The Food For Thought Truck is a far cry from O+A’s usual client base, which includes a host of Silicon Valley office interiors. From Uber’s sleek interiors, through Yelp’s exposed brick and concrete headquarters, to the more fluid Microsoft Envisioning Centre, tech firms are a bit of a leitmotif for O+A. Interestingly, as Alexander tells me down the line from the studio’s San Francisco office, this project is, “in a lot of ways, a reaction towards how tech companies have been strong-arming cities, not doing a lot for communities”.
After hurdles like Amazon’s opposition to Seattle’s recent tax to help fight homelessness in the city, Alexander believes this project will inspire some of their clients. She explains further: “In San Francisco, I feel like there’s so much prosperity and it doesn’t seem to be trickling down to the neighbourhoods, and the streets, and the people on those streets.”
This connection between the built environment and the community is more and more sought out and encouraged, with placemaking at the forefront of the work of several organisations worldwide. Agencies like Gehl and PPS have been devising urban strategies and studying the impact of public space for decades, but they are not the only ones.
Zach Lewis, director at PSA – a private company in California with a public mission to bring public spaces to life, believes “quality public spaces greatly increase the social wellbeing of the area around them”. He explains: “When done right, good public spaces can be catalytic. These benefits contribute to a healthy lifestyle and when combined with social well being, I believe it leads to better economic output – healthy, happy people are good workers that spill good energy into the people they work with.”
In Silicon Valley, much like here in the UK, placemaking is a buzzword, but as Lewis points out, it takes time to transition from interest to investment, though the latter rarely requires a fortune. “The beauty of placemaking is that [...] you start small and build consensus towards a big solution,” he says. “If we could convince the tech giants to invest in this process, we could pioneer some truly amazing spaces that would do a lot of good.”
In line with the wellbeing aspect pursued by PSA, Design Council recently produced a report exploring the behaviours of built environment practitioners towards what it has defined as healthy placemaking. Developed in partnership with Social Change UK, the full report, Healthy Placemaking, offers insight on the barriers that prevent people working in the built environment from creating healthier places through their work as well as suggestions to overcome these barriers.
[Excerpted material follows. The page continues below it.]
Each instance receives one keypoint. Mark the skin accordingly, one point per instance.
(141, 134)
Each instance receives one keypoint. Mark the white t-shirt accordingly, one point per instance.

“As a recognised leader within the architecture and built environment sector, we want to fully understand what stops those who design and build the places that we live and work in making us healthier and happier,” says Design Council CEO Sarah Weir. “Our latest research makes clear that, despite the evidence, healthy placemaking is often sidelined and seen as a cost. This has to change if we are to tackle the high levels of physical inactivity that is costing the country an estimated £7.4bn each year.”
It’s no secret that making that change happen takes a village. According to Design Council, this includes the government, local authorities and built environment professionals. Incidentally, the latter is one of the most interdisciplinary fields you’ll ever come across, spanning the likes of architects, engineers, town planners, landscape designers, urban designers, developers and policy makers. All we need now is an office on wheels to hit the road and connect the dots, then. Never mind the location, never mind the borders.